Where the fluid hides
Fluid is lazy and obeys gravity, so it pools in predictable low spots. On a supine CT, look at the curve under the liver (Morrison's pouch, the hepatorenal recess), the gutters running down each side of the colon (the paracolic gutters), and the deepest basin of all — the pelvis. A trace of ascites often shows up first as a little crescent of water-density fluid tucked under the liver tip.
On ultrasound, ascites is the easy win of the abdomen — anechoic (jet black) fluid with bright bowel loops bobbing in it like dumplings in a clear broth. It's also how the needle finds a safe pocket when someone needs the fluid drained.
When the fluid has company: peritoneal carcinomatosis
Here's where it gets serious. The peritoneum is a huge, continuous sheet, and tumor cells can travel along it the way dust settles across every surface of a room. When cancer seeds the peritoneal lining, we call it peritoneal carcinomatosis. Ovarian, gastric, colorectal, pancreatic, and appendiceal cancers are notorious for it — but ovarian cancer is the headliner.

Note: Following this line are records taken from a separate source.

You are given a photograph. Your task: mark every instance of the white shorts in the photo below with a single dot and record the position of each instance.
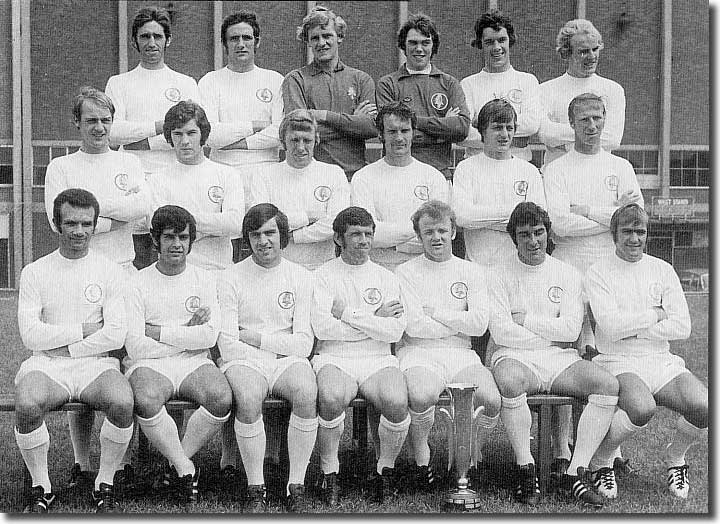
(656, 370)
(546, 364)
(358, 368)
(175, 368)
(270, 369)
(445, 363)
(72, 374)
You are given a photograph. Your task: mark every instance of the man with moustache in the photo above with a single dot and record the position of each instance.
(142, 96)
(495, 37)
(341, 98)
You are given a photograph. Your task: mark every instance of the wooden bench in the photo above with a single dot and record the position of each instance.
(543, 405)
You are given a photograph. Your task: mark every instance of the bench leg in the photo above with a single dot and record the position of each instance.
(544, 445)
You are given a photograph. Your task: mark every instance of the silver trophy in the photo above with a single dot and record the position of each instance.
(460, 441)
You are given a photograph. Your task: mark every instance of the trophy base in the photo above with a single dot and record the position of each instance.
(462, 499)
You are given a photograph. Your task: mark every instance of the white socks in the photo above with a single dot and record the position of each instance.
(301, 441)
(685, 436)
(392, 436)
(251, 443)
(592, 428)
(517, 419)
(201, 426)
(328, 437)
(419, 431)
(162, 432)
(33, 448)
(113, 443)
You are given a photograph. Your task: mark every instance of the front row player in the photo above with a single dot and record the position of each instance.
(537, 312)
(71, 314)
(356, 314)
(639, 305)
(264, 344)
(173, 321)
(447, 303)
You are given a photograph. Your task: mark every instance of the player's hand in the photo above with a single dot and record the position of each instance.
(393, 308)
(660, 312)
(580, 209)
(62, 351)
(200, 317)
(152, 331)
(338, 308)
(628, 197)
(90, 328)
(259, 125)
(319, 114)
(365, 108)
(519, 317)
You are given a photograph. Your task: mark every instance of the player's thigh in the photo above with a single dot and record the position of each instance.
(513, 378)
(635, 398)
(387, 391)
(36, 394)
(487, 393)
(249, 389)
(687, 395)
(151, 391)
(336, 389)
(207, 386)
(110, 392)
(298, 385)
(585, 378)
(423, 388)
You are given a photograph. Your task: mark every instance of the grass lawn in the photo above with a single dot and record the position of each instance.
(642, 492)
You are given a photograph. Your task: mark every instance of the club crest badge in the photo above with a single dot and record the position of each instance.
(514, 96)
(192, 304)
(322, 193)
(172, 94)
(422, 193)
(264, 95)
(439, 101)
(458, 290)
(121, 181)
(286, 299)
(611, 182)
(520, 187)
(216, 194)
(555, 293)
(655, 292)
(372, 296)
(93, 293)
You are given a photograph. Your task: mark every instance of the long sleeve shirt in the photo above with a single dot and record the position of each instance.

The ascites is often the loud, obvious part. The tumor is the quiet part you have to go looking for:
| Finding | What it looks like | Why it matters |
|---|---|---|
| Peritoneal nodules | Small soft-tissue bumps on the lining or bowel surface | Direct evidence of seeding |
| Omental cake | Thickened, dirty, nodular omentum forming a slab under the front wall | A near-signature of carcinomatosis |
| Mesenteric stranding/nodules | Hazy, infiltrated mesenteric fat with implants | Tethers and distorts bowel |
| Scalloping of organs | Smooth indentations on the liver/spleen edge | Classic for mucinous spread (pseudomyxoma) |
That omental cake is the one to know. The omentum — the fatty apron that hangs in front of your bowel like a built-in lap blanket — gets infiltrated and thickened into a solid, nodular layer. Once you've seen one, the dirty, lumpy fat under the abdominal wall is hard to unsee.
Not all ascites is benign, and not all carcinomatosis comes with a flood. You can have dry carcinomatosis — implants and omental cake with little or no free fluid — and you can have malignant ascites that looks identical to simple ascites on density alone. Always inspect the peritoneal surfaces, omentum, and mesentery even when the fluid looks innocent.

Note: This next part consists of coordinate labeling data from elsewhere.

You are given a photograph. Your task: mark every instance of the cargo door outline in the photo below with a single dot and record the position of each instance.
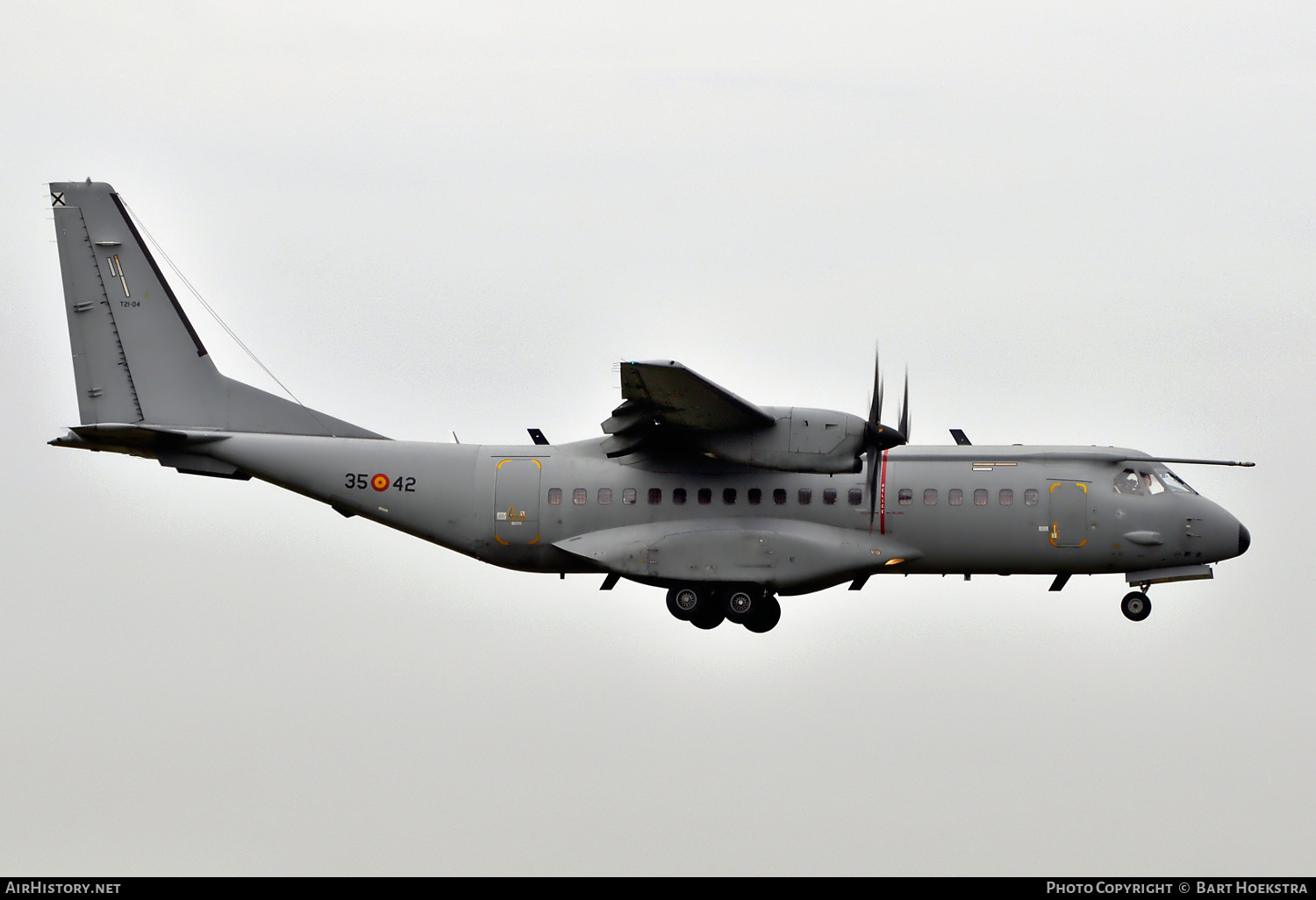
(516, 502)
(1069, 513)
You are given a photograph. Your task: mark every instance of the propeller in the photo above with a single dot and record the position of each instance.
(878, 437)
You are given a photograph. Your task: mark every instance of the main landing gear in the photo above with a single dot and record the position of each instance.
(705, 607)
(1136, 605)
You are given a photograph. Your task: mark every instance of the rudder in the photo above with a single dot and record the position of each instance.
(136, 355)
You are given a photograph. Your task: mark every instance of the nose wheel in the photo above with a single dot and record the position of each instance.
(1136, 605)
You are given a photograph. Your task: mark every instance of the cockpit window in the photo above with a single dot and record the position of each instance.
(1152, 483)
(1128, 482)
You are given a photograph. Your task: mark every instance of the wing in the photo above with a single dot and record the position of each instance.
(663, 399)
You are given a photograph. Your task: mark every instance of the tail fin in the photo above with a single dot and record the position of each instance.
(137, 360)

Reading it without fooling yourself
A few honest cautions. CT is excellent for the bulky stuff but can miss tiny implants, especially the ones plastered onto bowel — so a clean-looking scan does not fully exclude small-volume disease. MRI and PET/CT can help in selected cases, and sometimes the only way to truly know is to look directly (laparoscopy) or to sample the fluid.
Loculated fluid that doesn't shift with gravity, fluid that pushes bowel into the center rather than letting it float, and any rind of soft tissue along the peritoneum all whisper "this isn't just water." Trust those whispers and describe them.
One last pitfall in the other direction: free fluid is not free air. If you see gas tracking under the diaphragm, that's a different emergency entirely — see pneumoperitoneum.
So the takeaway is small but powerful: ascites is the easy diagnosis; why there's ascites is the real question. Find the fluid, then earn your keep by interrogating the surfaces it's bathing — because the difference between a backed-up plumbing problem and seeded cancer is often a few faint nodules you only see if you go looking.